Abstract

The 2018 Kilauea eruption and East Rift Zone dike intrusion have been accompanied by more than 60 earthquakes with magnitude 4.7 – 5.3 near the summit. Corresponding long-period moment tensor solutions (constrained to have no isotropic component) have nearly vertical P-axes with moderate to large non-double-couple components (~20%-80%). The predominantly normal faulting is consistent with summit deflation as magma drains to the rift zone. Ground velocities recorded by local broadband seismic stations (<5 km) along the edge of the crater show distinct behavior between mid-May events and subsequent events. From May 16 to 26, twelve M5 events with large eruptive plumes below the SE edge of Halema'uma'u crater generated very long-period (VLP) seismic pulses with durations of about 20-40 s at all azimuths, suggesting distinct static outward displacements.
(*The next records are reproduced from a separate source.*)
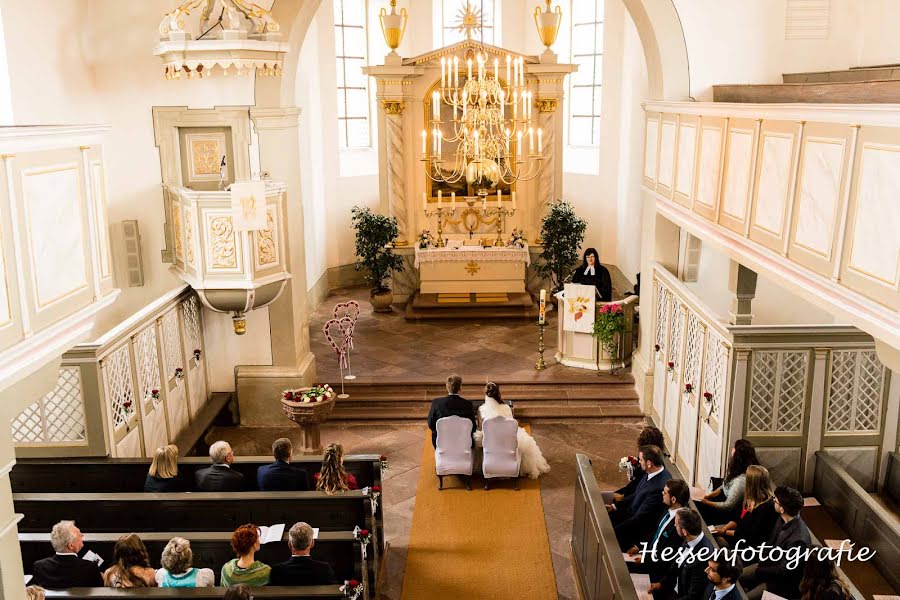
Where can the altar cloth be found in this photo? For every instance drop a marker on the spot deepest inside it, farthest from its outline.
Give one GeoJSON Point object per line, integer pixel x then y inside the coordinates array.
{"type": "Point", "coordinates": [489, 254]}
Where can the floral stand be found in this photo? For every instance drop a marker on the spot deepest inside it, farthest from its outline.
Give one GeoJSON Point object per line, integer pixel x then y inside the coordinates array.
{"type": "Point", "coordinates": [308, 415]}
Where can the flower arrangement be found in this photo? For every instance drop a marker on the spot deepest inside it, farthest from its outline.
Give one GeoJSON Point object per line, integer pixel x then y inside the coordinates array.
{"type": "Point", "coordinates": [610, 322]}
{"type": "Point", "coordinates": [363, 536]}
{"type": "Point", "coordinates": [425, 239]}
{"type": "Point", "coordinates": [516, 238]}
{"type": "Point", "coordinates": [317, 393]}
{"type": "Point", "coordinates": [352, 589]}
{"type": "Point", "coordinates": [628, 463]}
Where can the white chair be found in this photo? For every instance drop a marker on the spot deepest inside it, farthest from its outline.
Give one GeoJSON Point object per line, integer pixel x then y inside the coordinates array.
{"type": "Point", "coordinates": [454, 455]}
{"type": "Point", "coordinates": [501, 449]}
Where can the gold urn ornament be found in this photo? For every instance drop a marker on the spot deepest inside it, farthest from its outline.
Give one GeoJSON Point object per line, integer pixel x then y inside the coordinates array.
{"type": "Point", "coordinates": [547, 23]}
{"type": "Point", "coordinates": [393, 26]}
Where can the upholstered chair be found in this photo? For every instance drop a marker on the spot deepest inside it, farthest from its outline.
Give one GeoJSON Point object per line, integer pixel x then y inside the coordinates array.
{"type": "Point", "coordinates": [501, 449]}
{"type": "Point", "coordinates": [454, 453]}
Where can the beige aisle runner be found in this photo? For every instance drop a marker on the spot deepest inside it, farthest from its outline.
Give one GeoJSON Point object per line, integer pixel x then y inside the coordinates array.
{"type": "Point", "coordinates": [480, 544]}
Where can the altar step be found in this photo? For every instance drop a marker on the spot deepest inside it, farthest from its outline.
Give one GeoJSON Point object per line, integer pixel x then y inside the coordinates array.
{"type": "Point", "coordinates": [605, 398]}
{"type": "Point", "coordinates": [471, 306]}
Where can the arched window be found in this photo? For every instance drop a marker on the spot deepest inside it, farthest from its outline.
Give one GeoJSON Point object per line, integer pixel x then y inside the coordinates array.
{"type": "Point", "coordinates": [449, 15]}
{"type": "Point", "coordinates": [586, 51]}
{"type": "Point", "coordinates": [351, 55]}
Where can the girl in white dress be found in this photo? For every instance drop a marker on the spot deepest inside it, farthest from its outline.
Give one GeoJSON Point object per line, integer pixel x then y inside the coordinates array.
{"type": "Point", "coordinates": [533, 463]}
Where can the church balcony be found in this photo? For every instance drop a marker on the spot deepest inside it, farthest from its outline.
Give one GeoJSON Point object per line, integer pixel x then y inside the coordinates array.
{"type": "Point", "coordinates": [233, 270]}
{"type": "Point", "coordinates": [804, 192]}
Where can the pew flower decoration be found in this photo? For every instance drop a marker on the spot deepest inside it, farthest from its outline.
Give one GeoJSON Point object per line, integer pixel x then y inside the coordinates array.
{"type": "Point", "coordinates": [374, 493]}
{"type": "Point", "coordinates": [517, 238]}
{"type": "Point", "coordinates": [352, 589]}
{"type": "Point", "coordinates": [363, 536]}
{"type": "Point", "coordinates": [628, 464]}
{"type": "Point", "coordinates": [425, 239]}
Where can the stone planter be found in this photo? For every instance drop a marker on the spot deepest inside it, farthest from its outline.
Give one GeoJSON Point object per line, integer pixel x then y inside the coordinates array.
{"type": "Point", "coordinates": [381, 301]}
{"type": "Point", "coordinates": [308, 415]}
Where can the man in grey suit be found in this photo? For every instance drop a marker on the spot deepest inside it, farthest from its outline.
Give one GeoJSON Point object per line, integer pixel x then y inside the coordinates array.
{"type": "Point", "coordinates": [219, 477]}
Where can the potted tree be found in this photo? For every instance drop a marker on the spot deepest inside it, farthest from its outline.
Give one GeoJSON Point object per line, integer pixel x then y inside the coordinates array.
{"type": "Point", "coordinates": [375, 235]}
{"type": "Point", "coordinates": [562, 232]}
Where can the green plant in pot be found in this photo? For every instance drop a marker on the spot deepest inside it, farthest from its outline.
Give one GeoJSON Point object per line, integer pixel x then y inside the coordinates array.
{"type": "Point", "coordinates": [375, 235]}
{"type": "Point", "coordinates": [562, 232]}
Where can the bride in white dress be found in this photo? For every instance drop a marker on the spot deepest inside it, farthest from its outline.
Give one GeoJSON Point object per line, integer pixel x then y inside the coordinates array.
{"type": "Point", "coordinates": [533, 463]}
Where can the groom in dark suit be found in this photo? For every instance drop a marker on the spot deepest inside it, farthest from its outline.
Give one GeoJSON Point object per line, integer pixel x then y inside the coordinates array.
{"type": "Point", "coordinates": [635, 517]}
{"type": "Point", "coordinates": [451, 404]}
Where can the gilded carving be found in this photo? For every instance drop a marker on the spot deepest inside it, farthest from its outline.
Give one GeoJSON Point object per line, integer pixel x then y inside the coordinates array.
{"type": "Point", "coordinates": [265, 241]}
{"type": "Point", "coordinates": [221, 231]}
{"type": "Point", "coordinates": [393, 107]}
{"type": "Point", "coordinates": [189, 237]}
{"type": "Point", "coordinates": [547, 104]}
{"type": "Point", "coordinates": [206, 159]}
{"type": "Point", "coordinates": [176, 224]}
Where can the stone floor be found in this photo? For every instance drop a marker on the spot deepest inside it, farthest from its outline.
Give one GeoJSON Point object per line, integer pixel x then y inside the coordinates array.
{"type": "Point", "coordinates": [388, 346]}
{"type": "Point", "coordinates": [603, 443]}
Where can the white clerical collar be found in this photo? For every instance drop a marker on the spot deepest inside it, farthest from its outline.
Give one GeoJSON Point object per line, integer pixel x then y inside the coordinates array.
{"type": "Point", "coordinates": [654, 474]}
{"type": "Point", "coordinates": [725, 592]}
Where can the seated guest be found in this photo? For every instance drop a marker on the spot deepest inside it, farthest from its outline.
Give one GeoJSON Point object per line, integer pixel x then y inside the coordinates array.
{"type": "Point", "coordinates": [301, 569]}
{"type": "Point", "coordinates": [686, 577]}
{"type": "Point", "coordinates": [635, 516]}
{"type": "Point", "coordinates": [791, 532]}
{"type": "Point", "coordinates": [131, 565]}
{"type": "Point", "coordinates": [238, 591]}
{"type": "Point", "coordinates": [245, 568]}
{"type": "Point", "coordinates": [450, 405]}
{"type": "Point", "coordinates": [758, 516]}
{"type": "Point", "coordinates": [821, 580]}
{"type": "Point", "coordinates": [176, 568]}
{"type": "Point", "coordinates": [676, 495]}
{"type": "Point", "coordinates": [219, 477]}
{"type": "Point", "coordinates": [723, 578]}
{"type": "Point", "coordinates": [649, 436]}
{"type": "Point", "coordinates": [724, 503]}
{"type": "Point", "coordinates": [333, 477]}
{"type": "Point", "coordinates": [281, 475]}
{"type": "Point", "coordinates": [64, 569]}
{"type": "Point", "coordinates": [163, 475]}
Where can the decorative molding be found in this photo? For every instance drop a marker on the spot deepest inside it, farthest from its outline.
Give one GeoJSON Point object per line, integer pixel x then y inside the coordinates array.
{"type": "Point", "coordinates": [393, 107]}
{"type": "Point", "coordinates": [547, 104]}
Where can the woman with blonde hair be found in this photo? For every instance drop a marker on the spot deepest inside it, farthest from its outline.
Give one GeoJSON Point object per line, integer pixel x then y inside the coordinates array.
{"type": "Point", "coordinates": [163, 474]}
{"type": "Point", "coordinates": [176, 568]}
{"type": "Point", "coordinates": [758, 516]}
{"type": "Point", "coordinates": [131, 565]}
{"type": "Point", "coordinates": [333, 477]}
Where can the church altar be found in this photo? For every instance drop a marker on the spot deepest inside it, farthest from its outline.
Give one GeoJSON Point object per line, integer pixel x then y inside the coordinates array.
{"type": "Point", "coordinates": [472, 269]}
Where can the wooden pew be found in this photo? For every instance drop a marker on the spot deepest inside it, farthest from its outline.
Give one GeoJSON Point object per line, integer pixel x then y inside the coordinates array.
{"type": "Point", "coordinates": [197, 511]}
{"type": "Point", "coordinates": [212, 550]}
{"type": "Point", "coordinates": [298, 593]}
{"type": "Point", "coordinates": [128, 474]}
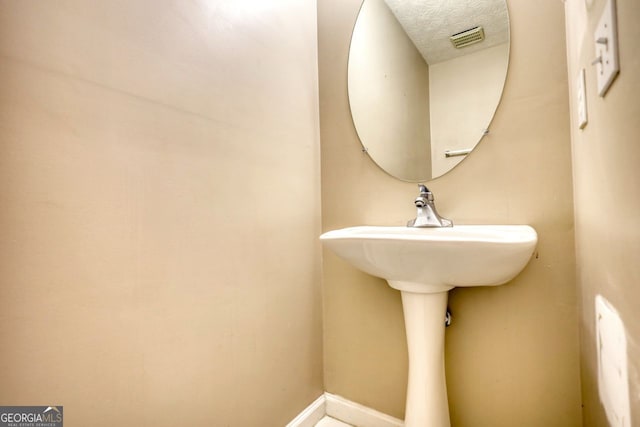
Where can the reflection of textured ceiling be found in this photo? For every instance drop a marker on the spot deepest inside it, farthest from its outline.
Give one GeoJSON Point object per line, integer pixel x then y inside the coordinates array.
{"type": "Point", "coordinates": [430, 23]}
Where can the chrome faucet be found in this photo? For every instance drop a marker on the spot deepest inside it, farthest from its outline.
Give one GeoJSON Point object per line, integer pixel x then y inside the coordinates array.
{"type": "Point", "coordinates": [427, 215]}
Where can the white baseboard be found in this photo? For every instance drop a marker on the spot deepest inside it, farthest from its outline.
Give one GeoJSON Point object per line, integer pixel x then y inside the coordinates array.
{"type": "Point", "coordinates": [356, 414]}
{"type": "Point", "coordinates": [344, 410]}
{"type": "Point", "coordinates": [310, 416]}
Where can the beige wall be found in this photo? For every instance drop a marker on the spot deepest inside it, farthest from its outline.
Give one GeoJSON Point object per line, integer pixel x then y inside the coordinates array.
{"type": "Point", "coordinates": [388, 87]}
{"type": "Point", "coordinates": [512, 352]}
{"type": "Point", "coordinates": [606, 155]}
{"type": "Point", "coordinates": [159, 163]}
{"type": "Point", "coordinates": [464, 93]}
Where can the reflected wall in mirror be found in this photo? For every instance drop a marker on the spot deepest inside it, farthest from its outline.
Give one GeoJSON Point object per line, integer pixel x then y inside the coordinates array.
{"type": "Point", "coordinates": [414, 96]}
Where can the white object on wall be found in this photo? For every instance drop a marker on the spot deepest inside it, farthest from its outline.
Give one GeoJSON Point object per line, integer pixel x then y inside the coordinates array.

This group can be represented by either isotropic or CLVD source. Almost all VLP pulses ended with sharp arrivals that are likely from small collapses. Similar VLP signals had been observed during the 2000 Miyake-jima eruption (Kikuchi et al., 2001; Kumagai et al., 2001). After May 28, M5 events were located below both north and south edges of the crater and generated broadband ground motions at the same stations; with large amplitude fracture-generated high-frequency signals (often clipped). Seismicity at the summit was low during the VLP events but increased to have 20-40 events per hour before later M5 events followed by several hours of reduced activity. After May 28, seismicity has been quasi-periodic, with intervals from ~2 to ~1 day. Comparison with solid earth tides and volume strain variations suggests that they are not direct driving factors, because the time interval between collapse events varied significantly. We consider a model with two stages, stage 1 (from May 16 to 26) with inflation transients that causes VLP events with large ash/gas explosion, and stage 2 (after May 28) dominated by collapse with extensive shallow fracturing and weaker gas explosions. The rapid expansion of the VLP events may be due to water flashing to steam, or partial collapse into the magma causing abrupt inflation. We investigate these VLP events comprehensively with local broadband seismic data, infrasound signals, GPS and tilt signals in this study, along with comparisons with published studies for the 2018 Kilauea sequences.